It Had To Get This Bad — Why it did and how we can move forward now

 
Insurrection.jpeg

I’m sorry to say it, but I have to.

It had to get this bad.

Because this is what happens when mind control goes mainstream — when it seeps into our work, our play and our infrastructure — the laundromats, the buses, churches and city streets. This is what happens when mind control takes over the kitchen table and bedrooms of tens of millions of people.

Yes, the orange haired #@$!# did it. He is the one every finger can point at.

Since he put himself there, as cult leader in chief, he had to do it. Can we put a child in a candy store and expect them to not eat candy? He pulled out his cult leaders handbook and employed every single technique. It made him giddy. He’d had decades of practice before he finally stood on the highest platform and saw how the people responded when he sent little birdies out. It was so easy. He was a natural. Taking out his red crayon, he drew a circle around him and asked, “Are you with me or against me?”
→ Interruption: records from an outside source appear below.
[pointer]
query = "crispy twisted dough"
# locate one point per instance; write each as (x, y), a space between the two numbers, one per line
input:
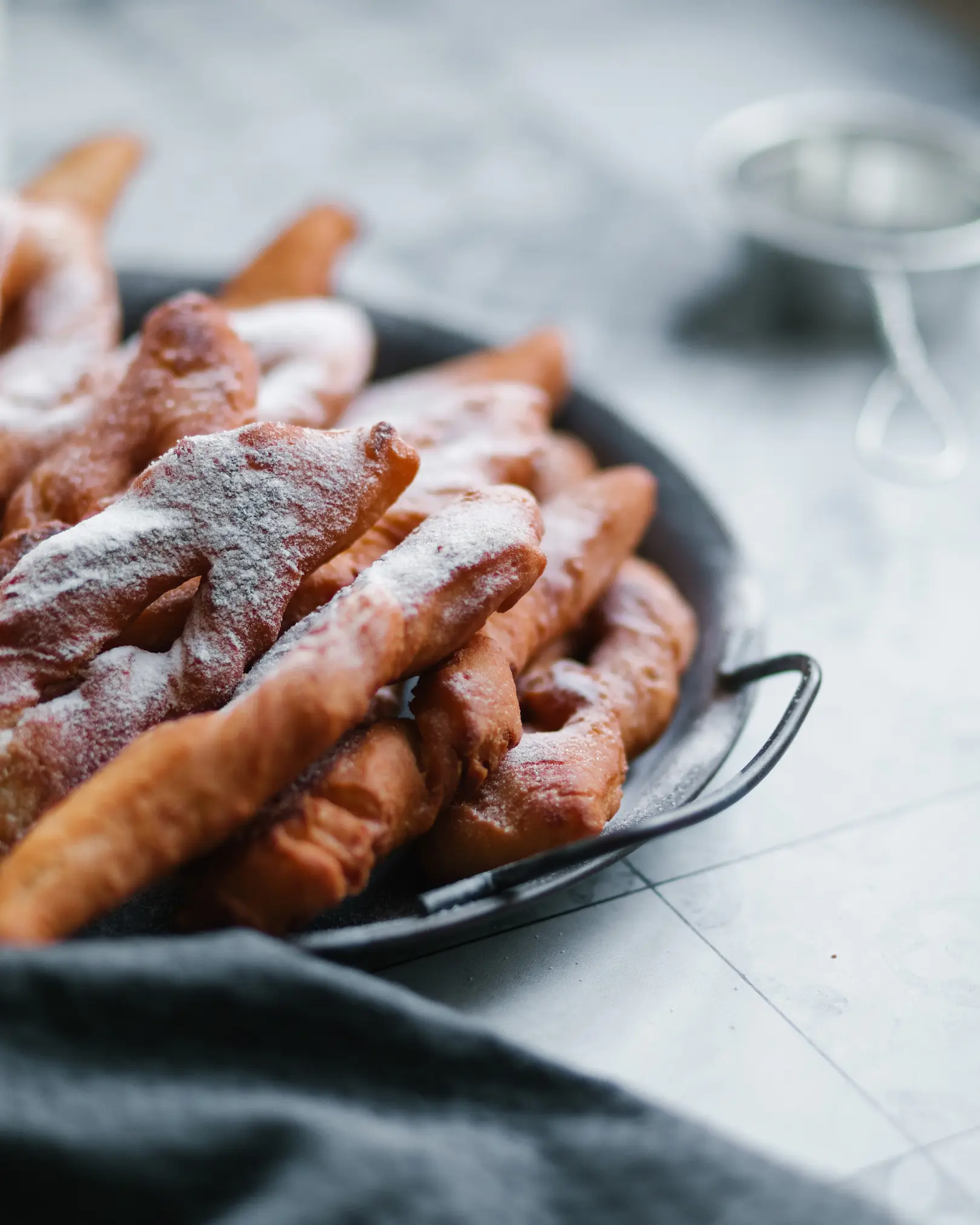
(184, 787)
(589, 532)
(191, 375)
(468, 437)
(315, 354)
(561, 461)
(554, 787)
(564, 780)
(255, 509)
(297, 264)
(319, 841)
(60, 308)
(19, 544)
(310, 855)
(90, 177)
(646, 633)
(473, 433)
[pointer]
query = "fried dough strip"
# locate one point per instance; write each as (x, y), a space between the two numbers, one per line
(315, 354)
(589, 532)
(88, 177)
(16, 546)
(297, 264)
(561, 462)
(60, 308)
(468, 437)
(553, 788)
(564, 780)
(60, 321)
(191, 375)
(431, 408)
(467, 718)
(184, 787)
(646, 633)
(255, 509)
(319, 842)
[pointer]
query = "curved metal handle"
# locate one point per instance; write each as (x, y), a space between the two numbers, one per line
(909, 374)
(488, 884)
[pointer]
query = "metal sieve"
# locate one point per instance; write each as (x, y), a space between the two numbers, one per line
(869, 203)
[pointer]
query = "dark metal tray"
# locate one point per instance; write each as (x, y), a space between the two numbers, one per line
(394, 918)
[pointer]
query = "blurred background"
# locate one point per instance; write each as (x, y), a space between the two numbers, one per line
(532, 161)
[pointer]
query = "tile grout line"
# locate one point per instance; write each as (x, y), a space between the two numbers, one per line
(924, 1152)
(806, 838)
(878, 1109)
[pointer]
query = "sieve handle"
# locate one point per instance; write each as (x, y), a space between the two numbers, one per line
(908, 375)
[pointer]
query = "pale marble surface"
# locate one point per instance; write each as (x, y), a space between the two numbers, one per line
(531, 161)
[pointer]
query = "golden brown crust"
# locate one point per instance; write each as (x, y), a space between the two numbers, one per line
(184, 787)
(646, 633)
(589, 532)
(90, 177)
(191, 375)
(561, 461)
(298, 263)
(553, 788)
(16, 546)
(254, 509)
(319, 842)
(60, 305)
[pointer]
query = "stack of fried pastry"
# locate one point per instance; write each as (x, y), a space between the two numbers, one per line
(263, 624)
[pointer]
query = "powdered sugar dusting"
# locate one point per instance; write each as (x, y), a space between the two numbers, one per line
(455, 567)
(314, 354)
(252, 509)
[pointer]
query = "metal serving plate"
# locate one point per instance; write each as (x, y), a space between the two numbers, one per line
(687, 538)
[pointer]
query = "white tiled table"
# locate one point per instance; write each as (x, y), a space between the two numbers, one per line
(804, 972)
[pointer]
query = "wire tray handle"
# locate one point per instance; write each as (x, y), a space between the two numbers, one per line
(486, 885)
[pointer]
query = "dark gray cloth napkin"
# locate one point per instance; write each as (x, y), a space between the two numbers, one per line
(235, 1080)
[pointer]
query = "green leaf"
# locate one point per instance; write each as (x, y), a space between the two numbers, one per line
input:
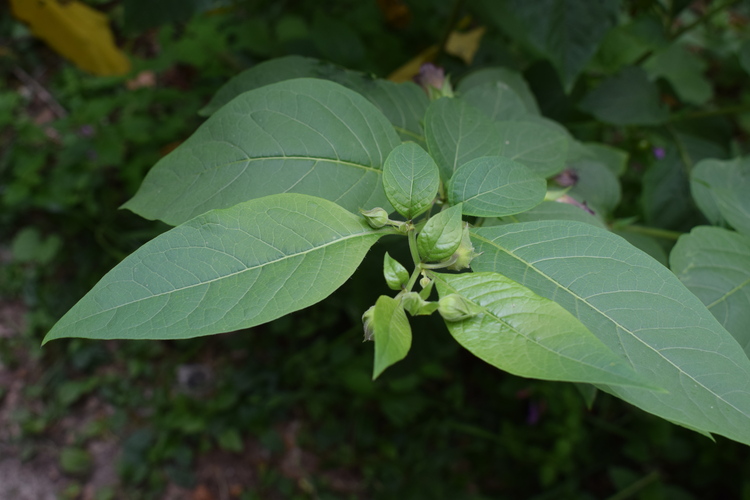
(392, 334)
(396, 275)
(728, 185)
(527, 335)
(551, 210)
(539, 147)
(493, 186)
(666, 194)
(565, 32)
(504, 77)
(628, 98)
(304, 136)
(683, 70)
(225, 270)
(441, 236)
(458, 133)
(596, 185)
(497, 100)
(640, 310)
(411, 179)
(404, 104)
(714, 264)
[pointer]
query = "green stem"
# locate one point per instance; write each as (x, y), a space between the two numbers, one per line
(653, 231)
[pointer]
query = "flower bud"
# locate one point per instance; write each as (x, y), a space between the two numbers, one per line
(465, 252)
(376, 217)
(368, 319)
(453, 307)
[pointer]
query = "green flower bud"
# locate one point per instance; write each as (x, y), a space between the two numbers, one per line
(368, 319)
(453, 307)
(376, 217)
(465, 252)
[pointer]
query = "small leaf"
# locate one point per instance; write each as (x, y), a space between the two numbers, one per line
(411, 180)
(714, 264)
(225, 270)
(392, 334)
(494, 186)
(628, 98)
(441, 236)
(515, 330)
(396, 275)
(304, 136)
(640, 310)
(728, 185)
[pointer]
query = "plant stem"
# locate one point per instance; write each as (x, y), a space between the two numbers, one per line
(653, 231)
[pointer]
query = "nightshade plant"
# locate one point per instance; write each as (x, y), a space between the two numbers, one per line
(302, 167)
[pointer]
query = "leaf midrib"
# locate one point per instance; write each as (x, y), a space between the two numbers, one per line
(284, 257)
(549, 278)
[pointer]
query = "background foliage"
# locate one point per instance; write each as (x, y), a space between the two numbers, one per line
(663, 82)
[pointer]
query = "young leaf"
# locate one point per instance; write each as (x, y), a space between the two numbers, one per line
(396, 275)
(441, 236)
(728, 185)
(403, 104)
(494, 186)
(497, 100)
(456, 133)
(527, 335)
(411, 179)
(225, 270)
(640, 310)
(304, 136)
(714, 264)
(392, 334)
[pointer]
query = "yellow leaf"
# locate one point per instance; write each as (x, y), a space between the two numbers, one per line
(465, 45)
(76, 32)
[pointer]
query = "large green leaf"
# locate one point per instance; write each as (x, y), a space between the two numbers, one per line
(724, 185)
(392, 334)
(714, 264)
(411, 179)
(628, 98)
(683, 70)
(458, 132)
(640, 310)
(493, 186)
(225, 270)
(404, 104)
(304, 136)
(566, 32)
(522, 333)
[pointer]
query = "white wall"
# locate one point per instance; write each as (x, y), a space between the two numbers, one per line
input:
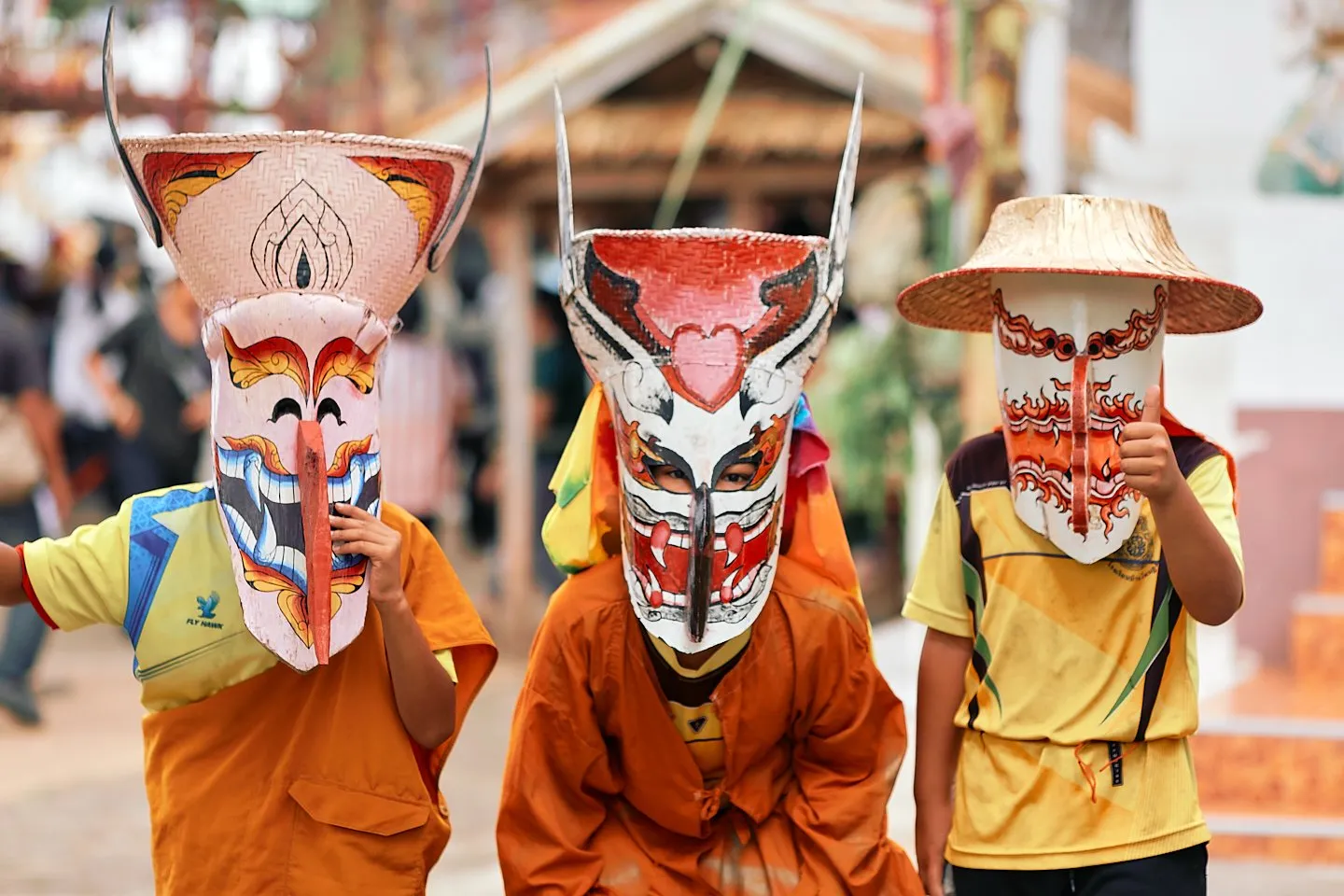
(1212, 85)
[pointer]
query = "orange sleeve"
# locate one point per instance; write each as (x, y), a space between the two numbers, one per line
(846, 766)
(446, 617)
(550, 806)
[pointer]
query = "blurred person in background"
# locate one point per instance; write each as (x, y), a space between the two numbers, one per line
(103, 296)
(30, 434)
(415, 428)
(161, 403)
(559, 391)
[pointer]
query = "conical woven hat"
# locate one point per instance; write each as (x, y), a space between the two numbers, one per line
(249, 216)
(1080, 235)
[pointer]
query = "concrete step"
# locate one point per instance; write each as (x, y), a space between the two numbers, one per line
(1316, 633)
(1332, 543)
(1279, 838)
(1273, 742)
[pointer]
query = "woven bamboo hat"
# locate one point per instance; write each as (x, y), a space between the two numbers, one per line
(1078, 235)
(257, 214)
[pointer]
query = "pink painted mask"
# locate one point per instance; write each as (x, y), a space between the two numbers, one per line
(300, 248)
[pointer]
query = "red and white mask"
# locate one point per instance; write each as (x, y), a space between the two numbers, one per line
(700, 340)
(300, 248)
(1075, 355)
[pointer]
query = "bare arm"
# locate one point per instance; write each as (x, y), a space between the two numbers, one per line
(425, 694)
(1200, 565)
(427, 697)
(11, 578)
(943, 665)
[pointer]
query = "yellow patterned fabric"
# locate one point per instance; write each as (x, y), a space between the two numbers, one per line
(1074, 665)
(183, 617)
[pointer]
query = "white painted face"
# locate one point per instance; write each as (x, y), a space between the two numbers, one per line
(1075, 355)
(280, 360)
(700, 340)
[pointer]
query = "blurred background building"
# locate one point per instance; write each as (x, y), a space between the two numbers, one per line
(733, 113)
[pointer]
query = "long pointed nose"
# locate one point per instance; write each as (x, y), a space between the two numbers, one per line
(1080, 404)
(315, 508)
(700, 567)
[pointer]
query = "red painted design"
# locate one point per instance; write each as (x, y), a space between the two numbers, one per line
(173, 179)
(424, 184)
(1056, 443)
(1020, 336)
(705, 308)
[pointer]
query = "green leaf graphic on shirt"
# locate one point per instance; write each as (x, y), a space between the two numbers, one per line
(1157, 638)
(974, 592)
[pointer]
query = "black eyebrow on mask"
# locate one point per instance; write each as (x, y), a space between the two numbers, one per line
(675, 461)
(741, 455)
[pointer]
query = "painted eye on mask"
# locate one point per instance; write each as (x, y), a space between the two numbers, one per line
(329, 407)
(286, 406)
(671, 479)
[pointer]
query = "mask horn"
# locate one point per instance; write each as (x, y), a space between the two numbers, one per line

“THEY are the problem.” He pointed, “In fact,” his voice drops to a whisper, “they are evil.”

A gasp draws them closer.

“YOU my friends, you get it. YOU are so smart. Just listen to this…” Secrets spill in darkened alleys, and down highways in broad daylight.

Jump he said.

How high? They asked.

Mind control captures the whole person through emotional jockeying, intellectual gobbledy-gook that makes you feel very, very smart, and through blood. You’ve got to have skin in the game. You have to be willing to give up your first born, which only makes sense, if you really think about it because, “Look,” he says, “you have so much to gain. We will do this, together we will make America great again.”

Why did it have to get this bad, with lives lost, grave injuries, and a revered building defiled? Because when this many people are this lost it takes something this big, to wake them up.

Mike Pence finally spit out the Kool-Aid, none too soon. And unbelievably, so did Mitch McConnell. Sometime between hearing the first shouts in the rotunda and the shot that echoed in their heads, something started to shift. This is real. That shot cannot go back into the safety of the barrel it just left. That blood is real. So too, that broken window. And that statue, those ransacked desks. Real people are doing real harm.

Harm

Wakes

Us

Up.

Harm awakens the sleeping conscience.

When Elaine Chao, secretary of transportation, submitted her resignation, she referenced the traumatic and avoidable event that “…troubles me in a way that I simply cannot put aside.” This not-being-able-to-put-it-aside, is emblematic of the awakening of conscience: a necessary ingredient in restoring the humanity that was lost.

How will we manage the uncertainty ahead? In the only way we ever have effectively: with each other. We will stretch out a hand, “How are you doing? I’m heading to the grocery store, need me to pick anything up for you?” In a crisis, we manage by coming together. It’s the human way.

When someone snaps out of cultic influence shame rises to the surface. Can we look past the shame, into the eyes of our neighbor or sister, who we still recognize and say, “Hi. Need a hand with that load you are carrying?” Can we put our judgement aside and remember that they did not intentionally join the cult of Trump? No one ever joins any cult.

I learned this the hard way. When I snapped out of an eighteen-year trance induced by a once beloved teacher, I was welcomed by my family who had been waiting for me. Their love gave me dignity and helped to wash away my pain and shame.

It is my greatest hope that the thousands, if not millions of Americans, who are now waking up to having been hoodwinked by the world’s biggest narcissist, will be offered the same dignity I received. And I hope they are inspired to share their story with the hashtag #iGotOut.

I got out. So can they. Let’s help, not hurt their return home.